Red Hot Chili Peppers' drug story is uniquely repetitive. It basically goes like this: Their guitarist has an adverse reaction to success, gets addicted to heroin and disappears—they've been through this twice. First, in 1988, after releasing their third album, the band's first to hit the Billboard chart, Peppers' lead singer Anthony Kiedis and guitarist Hillel Slovak had developed serious drug addictions. Slovak died from this in June 1988 and Kiedis was too gone to attend his funeral. RHCP regrouped, but drummer Jack Irons quit, saying he couldn't handle the level of tragedy surrounding the band.
The band eventually replaced Irons with Chad Smith and Slovak with guitarist John Frusciante, and went on to record and release the most successful albums of its career; Mother's Milk and Blood Sugar Sex Magik.

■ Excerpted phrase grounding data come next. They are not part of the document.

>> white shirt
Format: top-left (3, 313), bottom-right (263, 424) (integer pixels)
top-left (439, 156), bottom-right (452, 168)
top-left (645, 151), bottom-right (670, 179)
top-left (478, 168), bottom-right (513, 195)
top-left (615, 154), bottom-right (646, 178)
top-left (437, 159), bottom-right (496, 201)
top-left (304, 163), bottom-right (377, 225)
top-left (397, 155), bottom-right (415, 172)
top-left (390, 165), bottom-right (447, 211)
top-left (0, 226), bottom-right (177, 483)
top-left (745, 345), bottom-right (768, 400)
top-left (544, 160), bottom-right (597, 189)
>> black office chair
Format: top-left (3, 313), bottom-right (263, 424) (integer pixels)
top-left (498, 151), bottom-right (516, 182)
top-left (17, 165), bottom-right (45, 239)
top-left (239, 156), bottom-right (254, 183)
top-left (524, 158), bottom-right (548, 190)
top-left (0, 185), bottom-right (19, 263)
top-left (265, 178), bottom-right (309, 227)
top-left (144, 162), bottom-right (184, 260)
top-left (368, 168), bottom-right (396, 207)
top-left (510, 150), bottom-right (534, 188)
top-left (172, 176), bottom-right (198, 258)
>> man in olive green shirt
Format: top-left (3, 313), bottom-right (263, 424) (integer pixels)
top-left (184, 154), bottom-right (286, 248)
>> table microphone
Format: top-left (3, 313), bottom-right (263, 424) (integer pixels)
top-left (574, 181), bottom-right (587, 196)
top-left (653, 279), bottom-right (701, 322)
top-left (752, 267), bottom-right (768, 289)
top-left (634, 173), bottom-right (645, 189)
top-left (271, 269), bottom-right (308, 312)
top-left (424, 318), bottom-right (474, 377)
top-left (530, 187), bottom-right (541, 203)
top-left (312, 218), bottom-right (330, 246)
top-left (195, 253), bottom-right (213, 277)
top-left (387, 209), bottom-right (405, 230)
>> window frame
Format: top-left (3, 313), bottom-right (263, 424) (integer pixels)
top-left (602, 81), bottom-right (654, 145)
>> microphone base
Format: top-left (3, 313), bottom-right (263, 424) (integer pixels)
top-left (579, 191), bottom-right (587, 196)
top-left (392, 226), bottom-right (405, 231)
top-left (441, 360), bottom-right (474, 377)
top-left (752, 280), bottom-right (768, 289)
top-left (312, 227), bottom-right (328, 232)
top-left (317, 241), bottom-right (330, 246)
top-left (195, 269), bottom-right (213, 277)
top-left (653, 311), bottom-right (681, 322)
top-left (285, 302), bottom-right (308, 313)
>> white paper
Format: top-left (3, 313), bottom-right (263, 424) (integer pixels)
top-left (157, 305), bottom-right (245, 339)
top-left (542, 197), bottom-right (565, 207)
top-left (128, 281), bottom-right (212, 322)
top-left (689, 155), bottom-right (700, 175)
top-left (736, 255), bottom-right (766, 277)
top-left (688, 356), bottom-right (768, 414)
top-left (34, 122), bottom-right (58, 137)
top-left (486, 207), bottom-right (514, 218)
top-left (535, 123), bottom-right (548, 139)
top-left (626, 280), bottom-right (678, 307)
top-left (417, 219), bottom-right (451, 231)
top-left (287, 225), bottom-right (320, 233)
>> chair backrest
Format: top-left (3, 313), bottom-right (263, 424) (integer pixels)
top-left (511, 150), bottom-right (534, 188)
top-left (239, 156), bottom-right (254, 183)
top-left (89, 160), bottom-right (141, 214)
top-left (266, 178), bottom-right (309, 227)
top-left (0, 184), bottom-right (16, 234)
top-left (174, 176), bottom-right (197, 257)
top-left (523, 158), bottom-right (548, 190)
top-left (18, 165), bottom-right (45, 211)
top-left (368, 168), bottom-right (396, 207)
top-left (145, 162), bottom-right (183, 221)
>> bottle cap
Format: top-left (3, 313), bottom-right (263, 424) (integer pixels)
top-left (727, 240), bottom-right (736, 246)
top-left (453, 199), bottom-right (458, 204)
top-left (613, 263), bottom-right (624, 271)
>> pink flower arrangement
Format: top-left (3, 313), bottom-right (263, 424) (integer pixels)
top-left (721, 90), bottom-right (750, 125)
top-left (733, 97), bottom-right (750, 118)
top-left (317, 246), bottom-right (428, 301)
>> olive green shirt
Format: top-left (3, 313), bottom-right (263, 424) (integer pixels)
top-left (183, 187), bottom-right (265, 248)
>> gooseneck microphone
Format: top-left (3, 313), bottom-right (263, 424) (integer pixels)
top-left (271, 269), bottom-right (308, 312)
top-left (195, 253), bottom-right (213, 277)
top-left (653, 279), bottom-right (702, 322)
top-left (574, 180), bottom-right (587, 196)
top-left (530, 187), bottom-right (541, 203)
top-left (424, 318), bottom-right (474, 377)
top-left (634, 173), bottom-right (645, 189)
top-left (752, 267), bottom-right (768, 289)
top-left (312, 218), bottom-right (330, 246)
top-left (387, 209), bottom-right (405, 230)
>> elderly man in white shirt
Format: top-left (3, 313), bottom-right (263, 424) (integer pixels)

The latter album spawned four huge singles and launched the band on the charts, radio, MTV, television appearances and stadium tours. Frusciante wasn't comfortable this level of success and said so, and began behaving and even playing erratically. He and Kiedis stopped speaking and he quit the band while touring Japan in 1993.
The Peppers, meanwhile, moved on; the Spinal Tap-esque nature of the band's guitar slot continued as it played Lollapalooza with one guitarist, fired him and hired another, fired him and finally recruited Jane's Addiction's Dave Navarro to play Woodstock '94 and record an album. Navarro left the band because, as he later joked to Kurt Loder, "I don't make funny faces." Surprisingly, Frusciante, newly, firmly sober, returned for three more albums with the band before departing again. As usual, RHCP got a new guitarist and kept at it.